A better Pali Dictionary

Tags: #<Tag:0x00007f788c94b158> #<Tag:0x00007f788c94b018>


Secondly, it would be useful to rate dictionaries by quality, and use the highest quality source.

Since Margaret Cone’s dictionary is of higher quality, its entries would usually override the entries of previous dictionaries. So it makes sense to work first of all on the entries not covered in the Margaret Cone’s dictionary.

CPED is of low quality, so it would be a last choice.

Thirdly, the electronic dictionary has an advantage - it may be extendable and interactive. Scholars may be able to add extended glosses and whole discussions “under the hood” of the articles. Last year members of the Pali Study group sought for sofware platform that would help to preserve the results of work on the Pali terms. It would be great to build such a bridge between scholars and public.

People won’t have to wait another hundred years before the update of the dictionary.


Fourthly, the format needs to take in account the modern state of metadata. I don’t know much about this subject, but IMHO, the Resource Description Framework would take us in proper direction.


This is not difficult, we can simply sort the words. But I don’t think it would be useful. Most of the frequent words are well covered by the CPED already, and it is the infrequent ones that need attention.

More subtly, remember the distinction I made previously about the difference between a “word” and a “token”. If we sort words alpabetically, we end up with similar tokens near each other, and this will often correspond with words. For example, karosi and karoti will sort near each other. This is helpful so that we can recognize and organize sets of tokens into words. However if we sort according to frequency, karoti will be more frequent than karosi and they will be separated. There will be no meaningful relation between tokens that represent the same “word”. This will, I think, make the organizational task much more difficult.


Agreed. This is why I suggested we begin by correcting and expanding the CPED by comparing with the DOP.
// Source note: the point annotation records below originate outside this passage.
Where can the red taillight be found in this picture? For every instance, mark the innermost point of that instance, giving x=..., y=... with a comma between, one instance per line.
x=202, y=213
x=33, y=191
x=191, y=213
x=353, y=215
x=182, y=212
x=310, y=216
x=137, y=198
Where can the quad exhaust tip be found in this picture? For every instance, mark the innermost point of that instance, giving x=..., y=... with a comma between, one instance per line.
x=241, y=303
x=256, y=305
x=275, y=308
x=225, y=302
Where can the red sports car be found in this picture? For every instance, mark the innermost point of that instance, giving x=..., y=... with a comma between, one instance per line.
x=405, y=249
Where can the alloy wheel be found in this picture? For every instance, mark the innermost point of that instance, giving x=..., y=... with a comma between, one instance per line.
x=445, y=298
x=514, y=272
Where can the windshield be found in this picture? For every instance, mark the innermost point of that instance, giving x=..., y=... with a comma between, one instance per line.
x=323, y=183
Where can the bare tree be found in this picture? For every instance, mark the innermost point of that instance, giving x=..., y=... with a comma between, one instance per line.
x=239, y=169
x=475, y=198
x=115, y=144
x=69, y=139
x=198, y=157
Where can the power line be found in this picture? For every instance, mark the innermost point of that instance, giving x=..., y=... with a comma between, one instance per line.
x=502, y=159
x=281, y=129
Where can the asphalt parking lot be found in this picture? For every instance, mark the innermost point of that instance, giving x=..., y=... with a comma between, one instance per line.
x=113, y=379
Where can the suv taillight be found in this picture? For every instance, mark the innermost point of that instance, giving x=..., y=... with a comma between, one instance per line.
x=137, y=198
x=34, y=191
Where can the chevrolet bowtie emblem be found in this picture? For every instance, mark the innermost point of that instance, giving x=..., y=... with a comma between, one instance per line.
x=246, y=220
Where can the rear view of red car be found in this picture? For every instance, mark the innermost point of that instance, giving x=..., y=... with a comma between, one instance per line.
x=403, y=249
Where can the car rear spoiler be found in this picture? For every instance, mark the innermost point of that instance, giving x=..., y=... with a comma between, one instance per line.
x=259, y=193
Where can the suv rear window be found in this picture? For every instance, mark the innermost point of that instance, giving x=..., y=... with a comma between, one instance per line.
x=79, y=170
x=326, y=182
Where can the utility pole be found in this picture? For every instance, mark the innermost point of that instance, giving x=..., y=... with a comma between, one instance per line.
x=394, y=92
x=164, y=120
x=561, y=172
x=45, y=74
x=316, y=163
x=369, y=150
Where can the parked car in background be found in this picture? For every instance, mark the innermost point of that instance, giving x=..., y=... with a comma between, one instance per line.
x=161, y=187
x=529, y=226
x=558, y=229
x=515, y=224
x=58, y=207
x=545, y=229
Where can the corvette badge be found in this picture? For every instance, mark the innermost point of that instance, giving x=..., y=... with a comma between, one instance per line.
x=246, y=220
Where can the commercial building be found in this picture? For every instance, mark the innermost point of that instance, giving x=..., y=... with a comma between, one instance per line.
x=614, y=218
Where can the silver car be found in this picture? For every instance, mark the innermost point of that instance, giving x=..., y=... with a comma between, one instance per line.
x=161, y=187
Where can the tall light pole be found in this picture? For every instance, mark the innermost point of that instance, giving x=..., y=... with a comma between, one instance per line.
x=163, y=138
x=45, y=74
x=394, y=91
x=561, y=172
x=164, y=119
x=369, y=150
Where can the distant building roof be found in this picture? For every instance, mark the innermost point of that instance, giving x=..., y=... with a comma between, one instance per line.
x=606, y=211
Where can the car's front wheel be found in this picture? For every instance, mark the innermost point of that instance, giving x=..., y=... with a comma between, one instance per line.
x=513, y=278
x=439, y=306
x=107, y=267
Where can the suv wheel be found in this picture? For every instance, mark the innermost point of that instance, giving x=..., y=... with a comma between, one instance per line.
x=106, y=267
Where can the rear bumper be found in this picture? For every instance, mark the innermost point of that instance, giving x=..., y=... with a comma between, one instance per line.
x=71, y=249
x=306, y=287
Sorry, but I don’t understand this.

This is a very good point, and should be at the foundation of our efforts. What I am thinking is that we can build a “skeleton” dictionary, with the aim to create simple, accurate, comprehensive entries for all words in the Pali canon. This can then be progressively enriched and extended over time. @blake and I have already done some work in this area. The translation software that we use allows for entry of terminology. With careful design, such an approach can, I think, evolve a very useful dictionary over time.

Did you end up with a solution?

If I might add, the issue is not to find a software, but to use a well-defined form of structured data. Using a consistent, predictable form of structured data, you can transform it into another format easily, and various kinds of software can assist in doing various kinds of things.


This is a good idea, yes. Currently SC doesn’t supply RDF metadata, but it would be a good addition.


It makes sense to work first of all on the P-H range of the Pali alphabet which is not yet covered by the published volumes of Margaret Cone’s dictionary.

Not at all. For example, we discussed the term “Buddha”:
but the results of this discussion remained in our closed group.

Even such widely used terms remain underexplored, with established translations which are used by habit.

That’s why I’m interested in exploring the key Pali terms - they are often mistranslated or misunderstood.

CPED, being too simplistic, is sometimes outright misleading.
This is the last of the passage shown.